The assistant superintendent is perhaps deceptive in appearance. As his nickname, Kubu, ("hippotamus" in Setswana) suggests, he is a very big man indeed, fond of good food, good wine, and an appalling soft drink concoction called a "steelworks." But he is also very young to hold the rank he does and as we get to know him better, we can see why he has risen so rapidly. He has a sharp, trained intelligence, a sceptical mind, and a dedication to the job at hand that leads him where he needs to go. The child of poor parents, he went on scholarship to an excellent school and then to university where he learned to appreciate the opera that he indulges on his long drives through the Botswana countryside.

In this case, he will be led through and over large stretches of Botswana and into neighbouring South Africa. He will need to penetrate the higher reaches of the boardroom of the major, if fictional, Botswana Cattle and Mining Company as well as assorted diamond mines, bush camps, and exclusive game reserves. He will have to unravel a complicated conspiracy which is responsible for a rather startling body count by the time it is all over. Kubu himself remarks that it is beginning to look like the last act of Hamlet as bodies keep turning up, dispatched in various violent ways, especially surprising in a country as peaceful as Botswana.

That country is becoming a familiar venue for crime, especially considering the success of Alexander McCall Smith's Precious Ramotswe and her No. 1 Ladies Detective Agency. I have never been in Africa, let alone Botswana, but were I planning a visit, I suspect that I would be better prepared for the place if I'd read A CARRION DEATH than all of Mma Ramotswe's collected cases. Both protagonists are "traditionally built," but that's where the resemblance ends. The two authors who write as Michael Stanley (Michael Sears and Stanley Trollip), native South Africans, appear to know Botswana well and to be very fond of it. Their portrait of the country, while affectionate, is far from romanticised. What emerges is a sense of place that is fully three dimensional, a country that while certainly modern, still maintains a sense of its past and a respect for its traditions.
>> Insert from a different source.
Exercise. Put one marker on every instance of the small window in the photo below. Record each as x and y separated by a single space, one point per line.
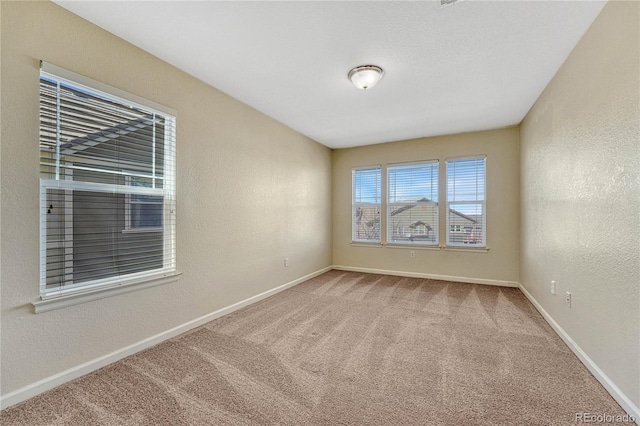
366 205
466 202
412 214
107 179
A CARRION DEATH is a first novel and as such has some of the usual faults. There is far too much plot, for example, and it takes too long to get it all sorted. But its great strength is in its characters, most especially Kubu Bengu himself. Interestingly, Michael Sears has said in an interview that initially they had planned for another character to be the lead, but that Kubu had simply taken over. Readers can be very grateful that they let him have his way. I for one am looking forward to his return.